Daytime infusions of nutrition support may pose risks for some critically ill patients. Intermittent infusions of enteral nutrition require higher feeding rates ranging from 100 to 400 mL per hour. Some patients with elevated risk of aspiration due to severe gut dysmotility and structural abnormalities or those with postpyloric feeding tubes or peripheral intravenous access may not tolerate higher volumes; these populations may merit dedicated investigation regarding risks and benefits. Bolus feeding, a more rapid push method which delivers the meal in minutes using a catheter syringe, is not recommended for critically ill patients. In general, nutrition support should only be considered for patients with ICU stays of more than 48 h [10]. For patients initiating nutrition support, the proposed feeding regimen may be appropriate only during the chronic phase (anabolism) rather than the acute phase (catabolism) of illness. Another concern is augmented metabolic burden including dysglycemia associated with higher rates of infusions. Concern of dysglycemia is generally unfounded by empirical evidence. Recent pilot data suggests tighter daily glucose averages with daytime parenteral nutrition compared to 24-h continuous infusions [12]. It has also been hypothesized that overnight infusions may promote appetite. However, evidence suggests that daytime cycles of parenteral nutrition supports a faster transition to an oral diet [12]. Nevertheless, close monitoring of patient tolerance to daytime infusions including events of aspiration and dysglycemia, and adequate oral intake is necessary.

Daytime nutrition support is facilitated by recent scheduling features of electronic health records and automated infusion pumps; however, its implementation requires that hospital operations be reevaluated. Protocols on feeding tube placements and parenteral nutrition compounding may need to be recalibrated. Strategies for optimizing glycemia for patients with diabetes such as the administration of long-acting insulin need to be revised to account for discrete meals. Careful coordination by a multidisciplinary clinical team including nurses, dietitians, physicians, and pharmacists is necessary.
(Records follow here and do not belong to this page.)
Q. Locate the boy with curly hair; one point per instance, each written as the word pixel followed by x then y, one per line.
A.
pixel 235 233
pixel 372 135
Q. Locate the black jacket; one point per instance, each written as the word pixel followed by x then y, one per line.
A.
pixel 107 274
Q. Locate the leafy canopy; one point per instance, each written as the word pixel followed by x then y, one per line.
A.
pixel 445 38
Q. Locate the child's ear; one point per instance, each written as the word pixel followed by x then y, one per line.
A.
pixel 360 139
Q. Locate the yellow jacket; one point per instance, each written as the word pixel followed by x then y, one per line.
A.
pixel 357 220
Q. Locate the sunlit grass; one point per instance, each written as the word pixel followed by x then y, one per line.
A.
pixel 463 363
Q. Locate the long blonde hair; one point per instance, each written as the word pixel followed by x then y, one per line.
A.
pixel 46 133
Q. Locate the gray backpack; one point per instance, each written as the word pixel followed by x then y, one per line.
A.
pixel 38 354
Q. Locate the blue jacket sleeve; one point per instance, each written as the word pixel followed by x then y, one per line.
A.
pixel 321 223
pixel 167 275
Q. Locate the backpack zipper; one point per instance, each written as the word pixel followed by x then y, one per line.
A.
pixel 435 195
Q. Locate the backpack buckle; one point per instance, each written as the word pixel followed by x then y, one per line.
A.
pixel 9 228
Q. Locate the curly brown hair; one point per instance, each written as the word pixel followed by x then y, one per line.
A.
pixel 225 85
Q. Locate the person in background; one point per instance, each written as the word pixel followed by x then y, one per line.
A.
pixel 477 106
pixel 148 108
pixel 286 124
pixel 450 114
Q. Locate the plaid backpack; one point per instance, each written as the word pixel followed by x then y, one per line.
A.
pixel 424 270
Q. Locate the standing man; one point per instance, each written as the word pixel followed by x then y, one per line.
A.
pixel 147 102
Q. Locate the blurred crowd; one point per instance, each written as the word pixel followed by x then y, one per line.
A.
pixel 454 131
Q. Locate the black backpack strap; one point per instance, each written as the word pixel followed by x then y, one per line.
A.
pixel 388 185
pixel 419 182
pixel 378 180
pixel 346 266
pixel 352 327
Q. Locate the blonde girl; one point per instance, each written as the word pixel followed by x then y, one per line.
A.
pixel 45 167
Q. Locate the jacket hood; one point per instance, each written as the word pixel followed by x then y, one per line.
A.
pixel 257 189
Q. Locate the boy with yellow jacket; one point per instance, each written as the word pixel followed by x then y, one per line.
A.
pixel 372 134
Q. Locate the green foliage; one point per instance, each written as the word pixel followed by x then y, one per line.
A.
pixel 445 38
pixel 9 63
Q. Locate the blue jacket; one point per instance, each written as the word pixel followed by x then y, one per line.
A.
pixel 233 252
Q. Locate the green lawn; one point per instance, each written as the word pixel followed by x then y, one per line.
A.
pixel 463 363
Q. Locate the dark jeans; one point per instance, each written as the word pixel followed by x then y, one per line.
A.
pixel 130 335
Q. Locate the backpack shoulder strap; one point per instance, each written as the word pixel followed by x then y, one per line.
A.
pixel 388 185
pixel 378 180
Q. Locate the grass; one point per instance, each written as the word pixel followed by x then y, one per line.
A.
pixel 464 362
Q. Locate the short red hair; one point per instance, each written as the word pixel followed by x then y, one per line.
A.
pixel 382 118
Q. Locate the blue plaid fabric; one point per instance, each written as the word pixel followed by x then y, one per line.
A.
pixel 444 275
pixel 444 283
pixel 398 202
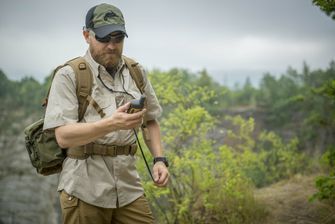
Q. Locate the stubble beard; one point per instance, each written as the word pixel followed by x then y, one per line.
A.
pixel 107 58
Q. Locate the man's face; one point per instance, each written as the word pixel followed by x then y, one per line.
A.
pixel 106 51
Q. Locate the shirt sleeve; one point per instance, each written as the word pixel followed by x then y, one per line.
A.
pixel 154 110
pixel 62 105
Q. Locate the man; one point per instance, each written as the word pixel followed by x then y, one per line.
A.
pixel 104 189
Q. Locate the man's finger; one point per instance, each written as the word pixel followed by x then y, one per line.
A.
pixel 123 108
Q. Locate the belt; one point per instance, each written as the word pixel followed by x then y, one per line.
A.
pixel 83 152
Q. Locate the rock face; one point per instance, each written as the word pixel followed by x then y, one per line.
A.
pixel 25 196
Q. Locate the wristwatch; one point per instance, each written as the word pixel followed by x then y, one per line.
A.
pixel 161 159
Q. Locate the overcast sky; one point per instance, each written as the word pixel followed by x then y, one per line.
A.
pixel 231 39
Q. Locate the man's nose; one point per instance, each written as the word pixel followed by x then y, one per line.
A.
pixel 111 45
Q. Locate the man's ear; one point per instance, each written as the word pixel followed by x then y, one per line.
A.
pixel 86 35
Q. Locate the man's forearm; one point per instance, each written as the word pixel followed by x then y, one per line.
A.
pixel 154 144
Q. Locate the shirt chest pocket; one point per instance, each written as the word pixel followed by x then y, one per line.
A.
pixel 103 102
Continued innovation in nutrition support formula and technology will facilitate the drive towards an ICU supportive of circadian health. Whether shorter infusion cycles may elicit cardiometabolic benefits observed with time-restricted eating without augmenting metabolic burden is unknown [11]. The continued use of established mouse models for the study of nutrition support and chrononutrition will support this effort [2, 14]. Methods to personalize feeding schedules based on each patient’s biological timing rather than societal clock timing remain to be determined [15]. It is possible that daytime nutrition support concomitant with other effective interventions through a chrono-bundle encompassing light, food intake, and physical function (other synchronizers of the circadian system) may be more effective [7]. Existing non-pharmacologic ICU circadian interventions include upgrading light technology and utilizing solar shades.

In summary, the default clinical practice of 24-h continuous nutrition for critically ill patients should be reconsidered given its lack of evidence of safety and efficacy over more physiologic daytime feeds. Impending trials on the safety and efficacy of daytime feeds in critically ill patients are expected to inform timing considerations for nutrition support.